By the way, I’m a graphic designer.
Those of you who don’t know me might wonder what it is I actually do for a living since lately my blog has become a random batter of topics from gardening to procrastination, and my tweets consist mainly of what I’ve spilled on my desk that day. I thought I understood what my career was and always would be until recently, when I was hit by what I suspected was a wave of food poisoning. Turns out it was just a mild case of inspiration. (Apparently, both involve sleepless nights and nausea.)
I was pretty creative as a child. My mom used to tell stories about the interesting “art” projects I cobbled together out of leaves and crayons; and once I went door to door selling tickets to a puppet show that hadn’t even been produced yet. (Perhaps I should have become a mortgage lender.) So it was no surprise when I decided to study graphic design. I’ve been a designer for pretty much my entire adult life—and I imagine I’ll never stop—but I’ve recently begun feeling a pull to do something else, which is the cause of all this queasiness.
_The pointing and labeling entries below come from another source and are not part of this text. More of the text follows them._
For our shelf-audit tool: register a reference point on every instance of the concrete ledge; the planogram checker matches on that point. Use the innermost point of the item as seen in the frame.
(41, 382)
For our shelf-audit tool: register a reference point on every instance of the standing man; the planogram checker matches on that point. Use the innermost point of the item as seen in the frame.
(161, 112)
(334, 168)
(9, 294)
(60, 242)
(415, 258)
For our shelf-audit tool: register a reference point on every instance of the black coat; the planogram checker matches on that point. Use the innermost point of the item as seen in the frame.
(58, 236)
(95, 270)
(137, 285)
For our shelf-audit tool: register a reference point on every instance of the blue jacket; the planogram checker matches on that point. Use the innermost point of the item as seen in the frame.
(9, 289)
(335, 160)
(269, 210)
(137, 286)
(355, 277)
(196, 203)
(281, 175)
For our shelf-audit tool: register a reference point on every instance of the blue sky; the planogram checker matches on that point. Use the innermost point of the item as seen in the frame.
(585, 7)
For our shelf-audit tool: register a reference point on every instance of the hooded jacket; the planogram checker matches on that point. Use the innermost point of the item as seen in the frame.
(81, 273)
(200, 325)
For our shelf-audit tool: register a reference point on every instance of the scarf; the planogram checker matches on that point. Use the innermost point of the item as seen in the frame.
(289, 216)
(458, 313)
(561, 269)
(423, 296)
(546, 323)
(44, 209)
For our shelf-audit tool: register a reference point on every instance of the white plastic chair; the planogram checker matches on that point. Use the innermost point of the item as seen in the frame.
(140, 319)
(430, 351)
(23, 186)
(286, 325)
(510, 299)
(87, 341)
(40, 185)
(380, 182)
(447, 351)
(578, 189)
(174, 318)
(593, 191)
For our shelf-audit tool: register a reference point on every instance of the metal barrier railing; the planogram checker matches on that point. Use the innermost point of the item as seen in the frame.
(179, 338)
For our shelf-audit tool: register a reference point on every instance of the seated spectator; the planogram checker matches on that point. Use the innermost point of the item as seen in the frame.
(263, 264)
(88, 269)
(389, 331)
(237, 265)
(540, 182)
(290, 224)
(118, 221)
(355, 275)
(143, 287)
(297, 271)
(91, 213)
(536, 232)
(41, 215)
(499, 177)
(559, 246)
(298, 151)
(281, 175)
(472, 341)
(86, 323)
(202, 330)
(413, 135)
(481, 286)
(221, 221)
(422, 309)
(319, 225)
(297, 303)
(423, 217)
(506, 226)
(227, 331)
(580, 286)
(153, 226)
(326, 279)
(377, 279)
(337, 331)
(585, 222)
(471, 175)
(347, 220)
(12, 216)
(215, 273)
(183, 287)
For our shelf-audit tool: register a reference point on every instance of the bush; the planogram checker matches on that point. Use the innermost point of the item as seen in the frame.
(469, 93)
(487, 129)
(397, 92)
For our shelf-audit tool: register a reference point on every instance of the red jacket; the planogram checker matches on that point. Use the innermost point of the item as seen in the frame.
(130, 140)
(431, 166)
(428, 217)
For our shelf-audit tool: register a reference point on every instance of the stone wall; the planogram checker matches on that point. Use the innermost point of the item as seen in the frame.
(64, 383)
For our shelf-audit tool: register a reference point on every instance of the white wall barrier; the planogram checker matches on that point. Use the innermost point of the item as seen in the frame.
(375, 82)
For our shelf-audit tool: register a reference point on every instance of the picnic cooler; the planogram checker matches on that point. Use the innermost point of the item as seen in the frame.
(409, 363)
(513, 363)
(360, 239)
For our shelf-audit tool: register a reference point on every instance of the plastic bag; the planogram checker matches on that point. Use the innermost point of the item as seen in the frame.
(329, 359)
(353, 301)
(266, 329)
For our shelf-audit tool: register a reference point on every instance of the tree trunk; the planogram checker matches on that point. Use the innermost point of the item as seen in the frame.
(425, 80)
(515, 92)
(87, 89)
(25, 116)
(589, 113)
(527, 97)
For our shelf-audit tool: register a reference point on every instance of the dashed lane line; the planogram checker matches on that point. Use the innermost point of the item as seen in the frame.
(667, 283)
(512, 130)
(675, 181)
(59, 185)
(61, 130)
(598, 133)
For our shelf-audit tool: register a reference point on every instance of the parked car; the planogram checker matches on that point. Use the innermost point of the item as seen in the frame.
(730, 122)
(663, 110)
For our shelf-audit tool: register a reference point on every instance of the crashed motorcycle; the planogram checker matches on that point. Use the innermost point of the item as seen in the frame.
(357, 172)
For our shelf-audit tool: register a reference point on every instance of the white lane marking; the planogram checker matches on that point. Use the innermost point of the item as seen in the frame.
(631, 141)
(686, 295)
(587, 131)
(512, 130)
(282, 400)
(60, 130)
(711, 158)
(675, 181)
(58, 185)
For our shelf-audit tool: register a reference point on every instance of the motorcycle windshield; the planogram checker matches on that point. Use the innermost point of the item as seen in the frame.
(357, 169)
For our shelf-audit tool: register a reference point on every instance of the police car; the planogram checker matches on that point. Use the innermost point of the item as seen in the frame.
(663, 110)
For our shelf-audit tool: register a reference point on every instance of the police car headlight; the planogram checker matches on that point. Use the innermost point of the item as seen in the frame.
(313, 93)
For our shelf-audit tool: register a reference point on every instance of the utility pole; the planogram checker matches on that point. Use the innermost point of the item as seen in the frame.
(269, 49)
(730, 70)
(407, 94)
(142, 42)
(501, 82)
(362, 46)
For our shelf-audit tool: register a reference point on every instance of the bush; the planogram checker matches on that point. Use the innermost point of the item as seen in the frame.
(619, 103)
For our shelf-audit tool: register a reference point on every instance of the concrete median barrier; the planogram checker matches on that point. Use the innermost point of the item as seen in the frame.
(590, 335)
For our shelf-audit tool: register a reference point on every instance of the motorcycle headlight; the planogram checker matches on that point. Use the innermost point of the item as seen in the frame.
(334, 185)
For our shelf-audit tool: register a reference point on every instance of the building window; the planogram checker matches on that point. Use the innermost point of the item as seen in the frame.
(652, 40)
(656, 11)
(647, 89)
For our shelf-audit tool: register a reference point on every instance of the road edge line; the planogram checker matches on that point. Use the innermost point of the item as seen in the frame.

For no clear reason I’ve started holding events, monkeying around with writing and just being kind of different than normal. But as I said to a friend on Twitter recently, “Normal is relative in social media.” The fascinating and talented people I’ve met via social media have inspired me to think outside my little designer’s brain and experiment with dreaming big. The thing with dreams though is that they often take a while to digest and make sense. Plus, mine usually involve tornadoes and cake, but that’s an issue best left to a professional in the mental health field.
Since I have a terrible sense of direction, it’s hardly surprising that I have no idea which path to follow right now, but I’m not afraid of taking a wrong turn here or there. I’ll just continue cruising around in circles, trying to avoid tornadoes until I find my way. Should be a piece of cake.